Вторая встреча в Кельне – у них дома, уже в следующем году. Это встреча с женой Яши – знаменитой Кендой. У каждого из них своя история. Страшная история, которой был окрашен наш замечательный "железный век": за Яшей была война, за Кендой – фашистский концлагерь. И вместе они воевали за свободу Палестины. Удивительно то, что это столь драматическое прошлое не лишило их оптимизма как в восприятии жизни, так и в восприятии искусства.
Третьей запомнившейся мне встречей стала для меня встреча с искусством моих друзей в маленькой кельнской комнате Кенды. Я увидел шедевры В. Яковлева, ранние рисунки Э. Булатова, Ю. Соостера, Д. Краснопевцева, В. Немухина – и даже собственные. Нужно было видеть, как преобразились лица владельцев этих картин – Кенды и Яши, – когда они начали демонстрировать передо мной свои реликвии, некогда никому не нужные.
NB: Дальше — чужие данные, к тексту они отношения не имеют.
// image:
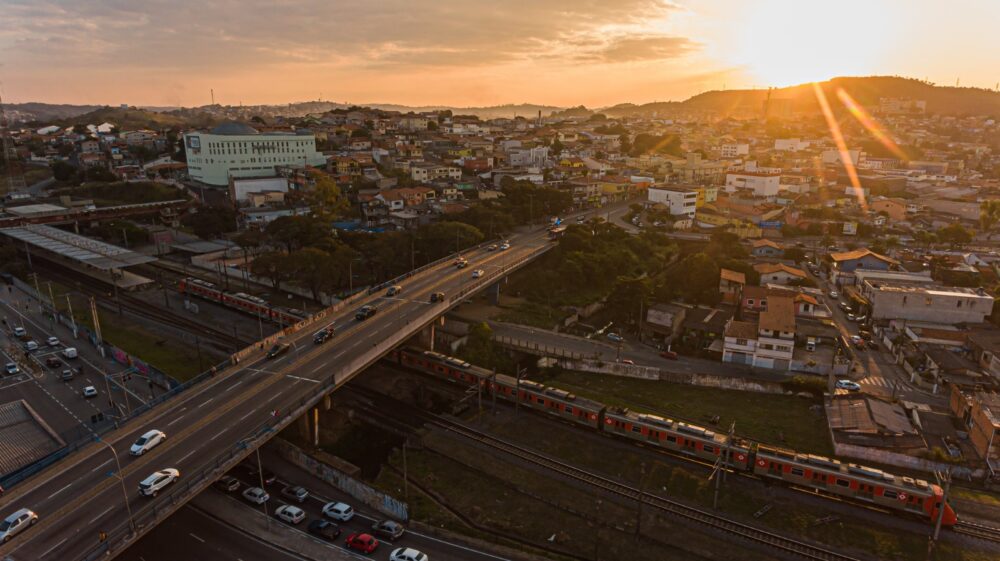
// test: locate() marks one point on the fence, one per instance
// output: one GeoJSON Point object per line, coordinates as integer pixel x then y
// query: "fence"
{"type": "Point", "coordinates": [378, 500]}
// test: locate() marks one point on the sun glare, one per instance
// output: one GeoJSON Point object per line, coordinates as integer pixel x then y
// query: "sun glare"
{"type": "Point", "coordinates": [783, 43]}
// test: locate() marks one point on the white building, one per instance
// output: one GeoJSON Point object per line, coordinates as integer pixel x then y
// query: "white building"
{"type": "Point", "coordinates": [763, 184]}
{"type": "Point", "coordinates": [680, 201]}
{"type": "Point", "coordinates": [790, 144]}
{"type": "Point", "coordinates": [238, 150]}
{"type": "Point", "coordinates": [734, 150]}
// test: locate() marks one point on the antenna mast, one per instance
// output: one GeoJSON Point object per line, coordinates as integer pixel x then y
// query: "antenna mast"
{"type": "Point", "coordinates": [15, 175]}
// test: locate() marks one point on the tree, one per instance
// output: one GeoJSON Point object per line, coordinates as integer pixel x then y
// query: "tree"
{"type": "Point", "coordinates": [989, 215]}
{"type": "Point", "coordinates": [63, 171]}
{"type": "Point", "coordinates": [325, 198]}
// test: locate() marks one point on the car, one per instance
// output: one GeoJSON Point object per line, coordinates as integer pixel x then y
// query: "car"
{"type": "Point", "coordinates": [365, 312]}
{"type": "Point", "coordinates": [227, 483]}
{"type": "Point", "coordinates": [16, 523]}
{"type": "Point", "coordinates": [389, 529]}
{"type": "Point", "coordinates": [157, 480]}
{"type": "Point", "coordinates": [256, 495]}
{"type": "Point", "coordinates": [296, 493]}
{"type": "Point", "coordinates": [338, 511]}
{"type": "Point", "coordinates": [323, 335]}
{"type": "Point", "coordinates": [407, 554]}
{"type": "Point", "coordinates": [324, 529]}
{"type": "Point", "coordinates": [278, 349]}
{"type": "Point", "coordinates": [848, 385]}
{"type": "Point", "coordinates": [364, 543]}
{"type": "Point", "coordinates": [147, 442]}
{"type": "Point", "coordinates": [290, 514]}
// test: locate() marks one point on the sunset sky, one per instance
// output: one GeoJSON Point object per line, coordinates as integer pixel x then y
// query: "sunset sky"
{"type": "Point", "coordinates": [473, 52]}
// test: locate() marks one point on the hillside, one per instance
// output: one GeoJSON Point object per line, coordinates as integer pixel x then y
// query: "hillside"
{"type": "Point", "coordinates": [132, 118]}
{"type": "Point", "coordinates": [866, 90]}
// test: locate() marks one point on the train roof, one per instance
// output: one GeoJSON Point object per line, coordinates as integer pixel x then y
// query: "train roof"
{"type": "Point", "coordinates": [831, 464]}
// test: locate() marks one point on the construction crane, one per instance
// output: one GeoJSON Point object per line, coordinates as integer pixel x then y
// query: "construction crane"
{"type": "Point", "coordinates": [12, 164]}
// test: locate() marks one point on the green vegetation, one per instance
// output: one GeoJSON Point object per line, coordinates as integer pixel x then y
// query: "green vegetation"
{"type": "Point", "coordinates": [776, 419]}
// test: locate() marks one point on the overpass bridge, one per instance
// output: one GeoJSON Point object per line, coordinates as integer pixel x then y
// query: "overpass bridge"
{"type": "Point", "coordinates": [213, 425]}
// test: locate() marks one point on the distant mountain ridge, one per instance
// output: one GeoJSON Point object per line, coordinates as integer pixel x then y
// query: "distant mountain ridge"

И потом, неоднократно наблюдая их за этим занятием, я заметил, как они показывают и передают зрителю свою любовь не только к этим картинам, но и к некоему особому феномену искусства, рожденному в несвободе. Этот феномен – московская нонконформистская школа 60-х годов, которая своим личностным, порою очень наивным, но неповторимым языком говорит об особом экзистенциальном пути свободы.
Уже тогда Кенда и Яша делятся со мной своими планами – адаптировать эту коллекцию в Германии и в России. И по мере нашей дружбы эта родившаяся идея все больше и больше ими подогревается, все больше и больше они над нею работают.
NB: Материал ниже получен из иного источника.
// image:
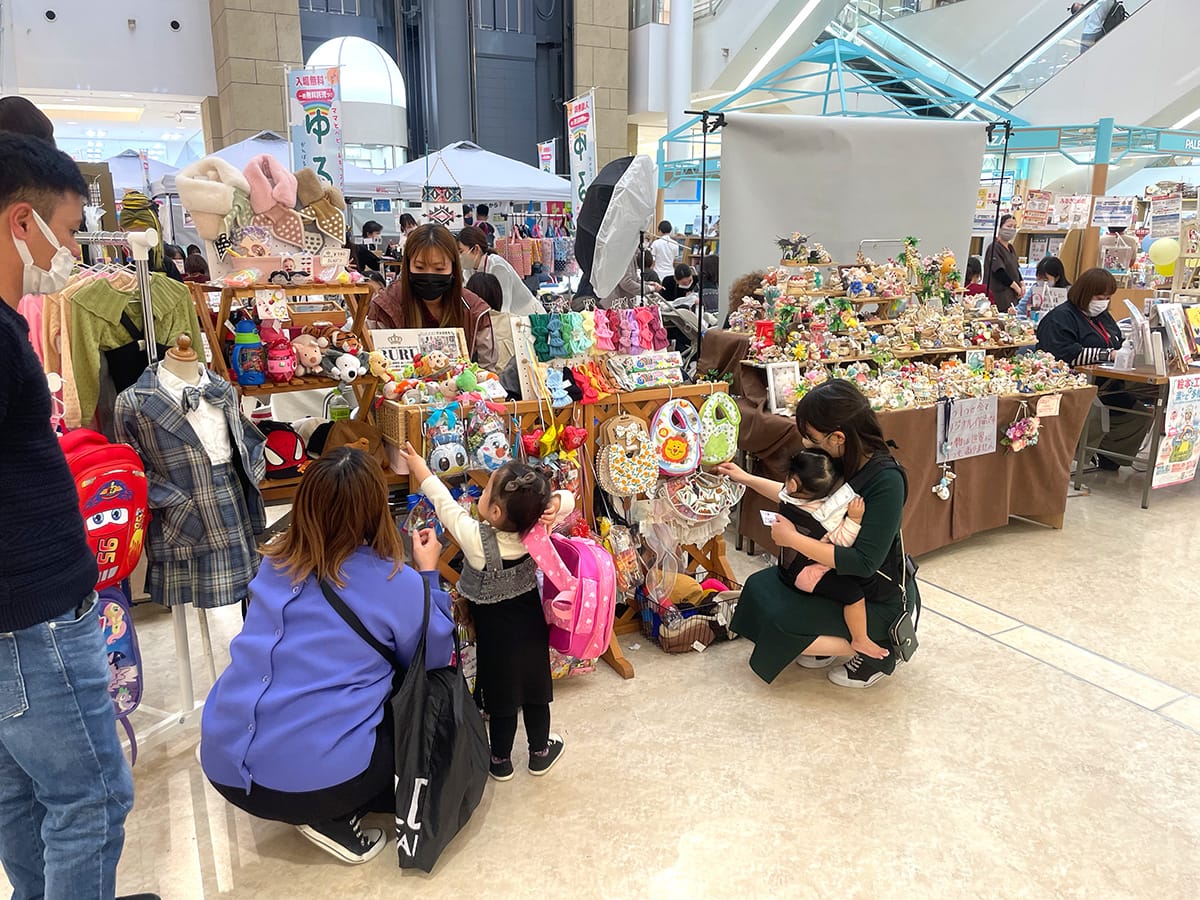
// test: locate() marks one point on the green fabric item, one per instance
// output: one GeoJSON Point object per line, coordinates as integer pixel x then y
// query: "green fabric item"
{"type": "Point", "coordinates": [96, 325]}
{"type": "Point", "coordinates": [783, 622]}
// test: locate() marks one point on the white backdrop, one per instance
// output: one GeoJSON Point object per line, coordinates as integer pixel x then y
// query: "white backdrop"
{"type": "Point", "coordinates": [841, 180]}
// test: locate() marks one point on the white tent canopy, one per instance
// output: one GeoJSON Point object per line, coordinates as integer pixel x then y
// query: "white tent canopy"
{"type": "Point", "coordinates": [484, 177]}
{"type": "Point", "coordinates": [130, 175]}
{"type": "Point", "coordinates": [359, 183]}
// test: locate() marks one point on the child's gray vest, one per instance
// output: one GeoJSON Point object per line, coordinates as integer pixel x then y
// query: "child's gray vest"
{"type": "Point", "coordinates": [496, 582]}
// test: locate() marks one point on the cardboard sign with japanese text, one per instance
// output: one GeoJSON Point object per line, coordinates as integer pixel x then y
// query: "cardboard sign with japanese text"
{"type": "Point", "coordinates": [581, 144]}
{"type": "Point", "coordinates": [316, 105]}
{"type": "Point", "coordinates": [966, 427]}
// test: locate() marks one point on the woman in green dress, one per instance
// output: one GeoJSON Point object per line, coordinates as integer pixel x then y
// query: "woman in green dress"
{"type": "Point", "coordinates": [785, 623]}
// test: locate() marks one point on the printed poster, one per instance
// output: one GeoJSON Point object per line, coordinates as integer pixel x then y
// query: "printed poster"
{"type": "Point", "coordinates": [1073, 211]}
{"type": "Point", "coordinates": [1114, 211]}
{"type": "Point", "coordinates": [581, 142]}
{"type": "Point", "coordinates": [401, 345]}
{"type": "Point", "coordinates": [966, 427]}
{"type": "Point", "coordinates": [1165, 215]}
{"type": "Point", "coordinates": [1038, 207]}
{"type": "Point", "coordinates": [315, 96]}
{"type": "Point", "coordinates": [1180, 447]}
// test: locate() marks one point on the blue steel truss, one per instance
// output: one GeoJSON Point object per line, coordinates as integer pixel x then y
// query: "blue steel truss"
{"type": "Point", "coordinates": [837, 73]}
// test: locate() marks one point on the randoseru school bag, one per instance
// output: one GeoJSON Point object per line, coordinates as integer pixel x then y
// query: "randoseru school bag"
{"type": "Point", "coordinates": [579, 592]}
{"type": "Point", "coordinates": [113, 498]}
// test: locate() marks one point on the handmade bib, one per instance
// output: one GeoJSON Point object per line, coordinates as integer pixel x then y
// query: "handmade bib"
{"type": "Point", "coordinates": [719, 423]}
{"type": "Point", "coordinates": [676, 437]}
{"type": "Point", "coordinates": [628, 465]}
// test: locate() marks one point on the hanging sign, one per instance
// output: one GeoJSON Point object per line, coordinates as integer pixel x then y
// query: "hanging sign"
{"type": "Point", "coordinates": [1038, 205]}
{"type": "Point", "coordinates": [316, 103]}
{"type": "Point", "coordinates": [581, 142]}
{"type": "Point", "coordinates": [547, 156]}
{"type": "Point", "coordinates": [1165, 215]}
{"type": "Point", "coordinates": [967, 427]}
{"type": "Point", "coordinates": [1073, 211]}
{"type": "Point", "coordinates": [1114, 211]}
{"type": "Point", "coordinates": [1180, 450]}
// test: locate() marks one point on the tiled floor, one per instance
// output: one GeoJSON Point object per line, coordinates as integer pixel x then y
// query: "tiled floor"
{"type": "Point", "coordinates": [1044, 743]}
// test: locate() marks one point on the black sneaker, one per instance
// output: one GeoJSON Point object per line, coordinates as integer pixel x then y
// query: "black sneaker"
{"type": "Point", "coordinates": [856, 673]}
{"type": "Point", "coordinates": [345, 839]}
{"type": "Point", "coordinates": [541, 765]}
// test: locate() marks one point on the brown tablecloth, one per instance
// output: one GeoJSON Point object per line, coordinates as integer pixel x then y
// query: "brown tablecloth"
{"type": "Point", "coordinates": [988, 490]}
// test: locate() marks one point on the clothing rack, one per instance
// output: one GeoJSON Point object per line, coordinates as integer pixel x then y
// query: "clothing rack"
{"type": "Point", "coordinates": [138, 244]}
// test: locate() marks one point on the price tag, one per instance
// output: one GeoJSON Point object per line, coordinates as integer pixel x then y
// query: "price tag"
{"type": "Point", "coordinates": [1048, 406]}
{"type": "Point", "coordinates": [271, 304]}
{"type": "Point", "coordinates": [335, 256]}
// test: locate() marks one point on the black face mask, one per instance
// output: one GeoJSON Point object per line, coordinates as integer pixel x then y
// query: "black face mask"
{"type": "Point", "coordinates": [429, 287]}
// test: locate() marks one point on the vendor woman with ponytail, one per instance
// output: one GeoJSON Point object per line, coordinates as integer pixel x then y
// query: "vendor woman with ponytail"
{"type": "Point", "coordinates": [429, 293]}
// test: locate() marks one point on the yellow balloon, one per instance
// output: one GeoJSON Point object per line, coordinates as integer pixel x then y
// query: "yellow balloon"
{"type": "Point", "coordinates": [1164, 251]}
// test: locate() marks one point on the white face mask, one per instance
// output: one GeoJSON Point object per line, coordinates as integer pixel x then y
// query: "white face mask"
{"type": "Point", "coordinates": [37, 280]}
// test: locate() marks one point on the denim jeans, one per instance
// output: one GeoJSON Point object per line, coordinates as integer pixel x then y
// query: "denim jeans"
{"type": "Point", "coordinates": [65, 787]}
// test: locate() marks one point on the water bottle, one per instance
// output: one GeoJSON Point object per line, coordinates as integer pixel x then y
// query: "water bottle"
{"type": "Point", "coordinates": [339, 407]}
{"type": "Point", "coordinates": [1123, 358]}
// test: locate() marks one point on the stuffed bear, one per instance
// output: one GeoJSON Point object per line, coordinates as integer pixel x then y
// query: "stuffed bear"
{"type": "Point", "coordinates": [343, 366]}
{"type": "Point", "coordinates": [310, 352]}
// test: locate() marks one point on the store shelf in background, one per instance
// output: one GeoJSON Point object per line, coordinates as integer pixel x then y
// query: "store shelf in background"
{"type": "Point", "coordinates": [305, 383]}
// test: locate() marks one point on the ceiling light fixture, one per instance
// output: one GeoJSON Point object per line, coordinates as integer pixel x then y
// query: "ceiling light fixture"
{"type": "Point", "coordinates": [780, 42]}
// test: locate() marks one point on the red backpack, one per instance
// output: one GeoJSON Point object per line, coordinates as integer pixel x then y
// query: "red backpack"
{"type": "Point", "coordinates": [113, 498]}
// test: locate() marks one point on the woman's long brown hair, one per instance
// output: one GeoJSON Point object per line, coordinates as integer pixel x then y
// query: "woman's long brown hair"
{"type": "Point", "coordinates": [433, 238]}
{"type": "Point", "coordinates": [341, 505]}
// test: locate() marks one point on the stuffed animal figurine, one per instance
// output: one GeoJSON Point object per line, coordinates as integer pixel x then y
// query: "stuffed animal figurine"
{"type": "Point", "coordinates": [343, 366]}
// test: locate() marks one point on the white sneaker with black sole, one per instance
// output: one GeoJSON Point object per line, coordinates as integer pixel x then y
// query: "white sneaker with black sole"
{"type": "Point", "coordinates": [541, 765]}
{"type": "Point", "coordinates": [346, 839]}
{"type": "Point", "coordinates": [855, 675]}
{"type": "Point", "coordinates": [815, 661]}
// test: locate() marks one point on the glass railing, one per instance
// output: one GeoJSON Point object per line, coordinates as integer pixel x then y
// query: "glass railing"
{"type": "Point", "coordinates": [1057, 51]}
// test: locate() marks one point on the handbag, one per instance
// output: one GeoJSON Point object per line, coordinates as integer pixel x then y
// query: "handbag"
{"type": "Point", "coordinates": [904, 630]}
{"type": "Point", "coordinates": [442, 750]}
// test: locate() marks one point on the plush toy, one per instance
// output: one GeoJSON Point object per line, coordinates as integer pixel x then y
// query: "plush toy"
{"type": "Point", "coordinates": [281, 361]}
{"type": "Point", "coordinates": [345, 367]}
{"type": "Point", "coordinates": [431, 364]}
{"type": "Point", "coordinates": [310, 352]}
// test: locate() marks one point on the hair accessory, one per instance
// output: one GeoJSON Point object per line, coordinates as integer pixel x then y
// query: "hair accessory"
{"type": "Point", "coordinates": [589, 329]}
{"type": "Point", "coordinates": [526, 480]}
{"type": "Point", "coordinates": [558, 395]}
{"type": "Point", "coordinates": [603, 328]}
{"type": "Point", "coordinates": [539, 323]}
{"type": "Point", "coordinates": [555, 336]}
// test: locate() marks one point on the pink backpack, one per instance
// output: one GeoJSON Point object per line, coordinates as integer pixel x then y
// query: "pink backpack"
{"type": "Point", "coordinates": [579, 592]}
Видимо, 1996 год станет реализацией их замысла. Их приватная коллекция будет показана в музеях России и Германии. Зеркальный мир любви к искусству, который через свою достаточно нелегкую жизнь пронесли эти два открытых человека, наконец, станет достоянием общественности.
Спасибо вам за это, Кенда и Яша!
Ваш Эдик Штейнберг
Париж, 22.01.1996
Статья была написана для первого каталога собрания Кенды и Якоба Бар-Гера, посвященного московским нонконформистам
Глава 2
ПИСЬМА Э. ШТЕЙНБЕРГА
к родным и друзьям, несколько деловых писем
Переписка с И. Халупецким, В. Воробьевым, Ф. Световым
В этом разделе помещены письма Эдика Штейнберга к родителям (1954, 1966), сохранившиеся в архиве матери Эдика Валентины Георгиевны Штейнберг-Алоничевой, попавшие к нам после ее смерти, а также отдельные письма Эдика, черновики, которые сохранились в моем архиве (при не обязательно сохранившихся и найденных ответах). Что же касается объединенной переписки Эдика Штейнберга, то копии переписки с И. Халупецким я получила из Праги. Письма Эдика к В. Воробьеву в начале 90-х годов передал Эдику сам В. Воробьев, копии писем к Ф. Светову мне передали из архива Общества "Мемориал".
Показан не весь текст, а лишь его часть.